The human papilloma virus (HPV) is the most common viral sexually transmitted infection. The formulation of appropriate recommendations for use of prophylactic HPV vaccines in Australia requires data on the pattern of HPV infection by age and Indigenous status and which is generalisable at the population level. This will be useful pre-vaccine rollout to ultimately measure the vaccine effectiveness, including the use of disease modelling to estimate likely vaccine impacts.

The pilot study focused on two communities, one remote Indigenous community and one urban Indigenous community, to test and refine information, training materials and data collection processes in consultation with primary health care staff and community members. Preliminary work was required to undertake further consultations with Aboriginal Medical Services and other Indigenous health organisations, to develop information materials to inform Indigenous women about HPV infection and the proposed research study, and to develop clinical guidelines for health care providers and for women who are found to have an HPV infection with a cancer-causing genotype.
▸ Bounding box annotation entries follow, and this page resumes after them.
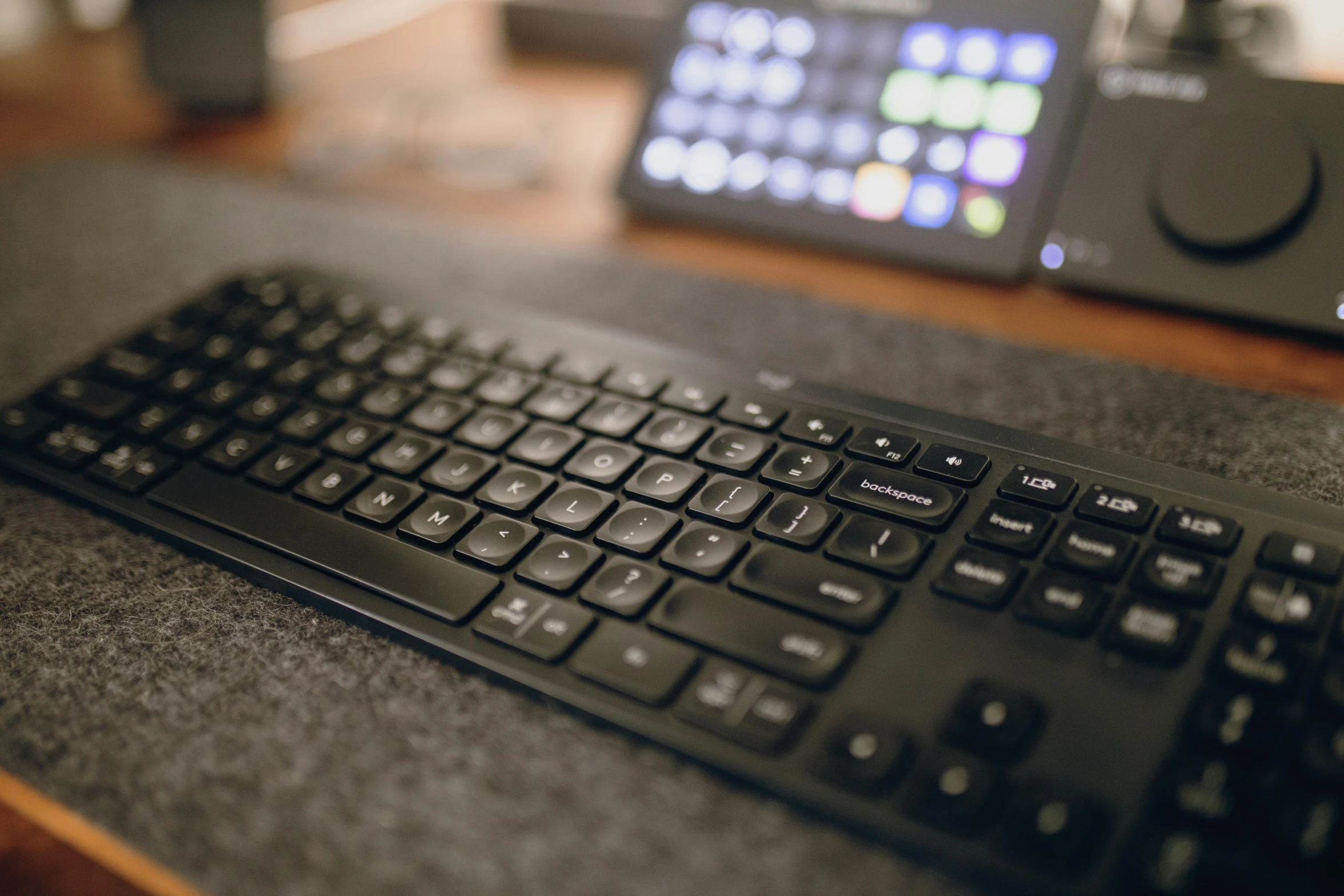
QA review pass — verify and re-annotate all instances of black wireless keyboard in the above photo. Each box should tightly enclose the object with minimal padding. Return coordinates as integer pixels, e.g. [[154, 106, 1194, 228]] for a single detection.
[[0, 272, 1344, 896]]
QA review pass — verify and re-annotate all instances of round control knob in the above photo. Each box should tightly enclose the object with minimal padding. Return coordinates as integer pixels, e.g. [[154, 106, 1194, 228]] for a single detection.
[[1151, 113, 1317, 254]]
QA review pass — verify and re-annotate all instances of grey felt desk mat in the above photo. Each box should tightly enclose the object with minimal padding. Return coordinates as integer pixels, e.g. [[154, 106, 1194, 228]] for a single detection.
[[0, 158, 1344, 896]]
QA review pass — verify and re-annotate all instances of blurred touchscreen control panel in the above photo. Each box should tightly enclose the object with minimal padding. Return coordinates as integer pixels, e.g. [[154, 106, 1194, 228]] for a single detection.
[[621, 0, 1097, 280]]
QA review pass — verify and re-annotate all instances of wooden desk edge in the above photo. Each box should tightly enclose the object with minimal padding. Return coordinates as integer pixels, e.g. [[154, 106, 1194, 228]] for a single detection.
[[0, 771, 203, 896]]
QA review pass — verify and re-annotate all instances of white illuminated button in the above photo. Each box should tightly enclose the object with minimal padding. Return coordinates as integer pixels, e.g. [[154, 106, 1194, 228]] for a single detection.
[[830, 113, 872, 165], [681, 140, 733, 193], [925, 134, 967, 172], [714, 55, 757, 102], [704, 102, 742, 140], [729, 149, 770, 193], [774, 16, 817, 59], [672, 45, 719, 97], [765, 156, 812, 203], [878, 125, 919, 165], [723, 9, 774, 57], [755, 57, 806, 106], [686, 3, 733, 43], [656, 95, 704, 137], [640, 137, 686, 184], [742, 109, 784, 149], [812, 168, 853, 208], [784, 110, 828, 157]]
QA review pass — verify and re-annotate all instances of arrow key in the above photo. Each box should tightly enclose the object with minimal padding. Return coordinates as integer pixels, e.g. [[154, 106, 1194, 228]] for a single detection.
[[518, 535, 602, 594]]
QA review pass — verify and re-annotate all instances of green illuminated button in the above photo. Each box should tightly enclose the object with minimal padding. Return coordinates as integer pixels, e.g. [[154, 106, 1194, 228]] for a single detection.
[[880, 69, 938, 125], [985, 81, 1040, 137], [933, 75, 989, 133]]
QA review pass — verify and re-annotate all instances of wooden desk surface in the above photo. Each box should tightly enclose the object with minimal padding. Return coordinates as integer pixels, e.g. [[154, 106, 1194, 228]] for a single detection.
[[0, 4, 1344, 896]]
There were several funding bodies (including the CRCAH) for this study to support the development of information materials and to support the Indigenous steering committee. The pilot study was the first-stage of a wider project that has sites in Queensland, Victoria, Western Australia, Northern Territory, New South Wales and Tasmania.

Summary of projected outcomes

Results of this pilot study were used in modeling of the vaccination impact of HPV vaccines in the Australian population. Information obtained was useful in estimating the likely impact of vaccination against HPV infection in Australia, especially those at high risk of cervical cancer (ICC). In the longer term, the study will provide essential baseline information on types of HPV affecting Australian women over time, important in evaluating the impact of a vaccination program.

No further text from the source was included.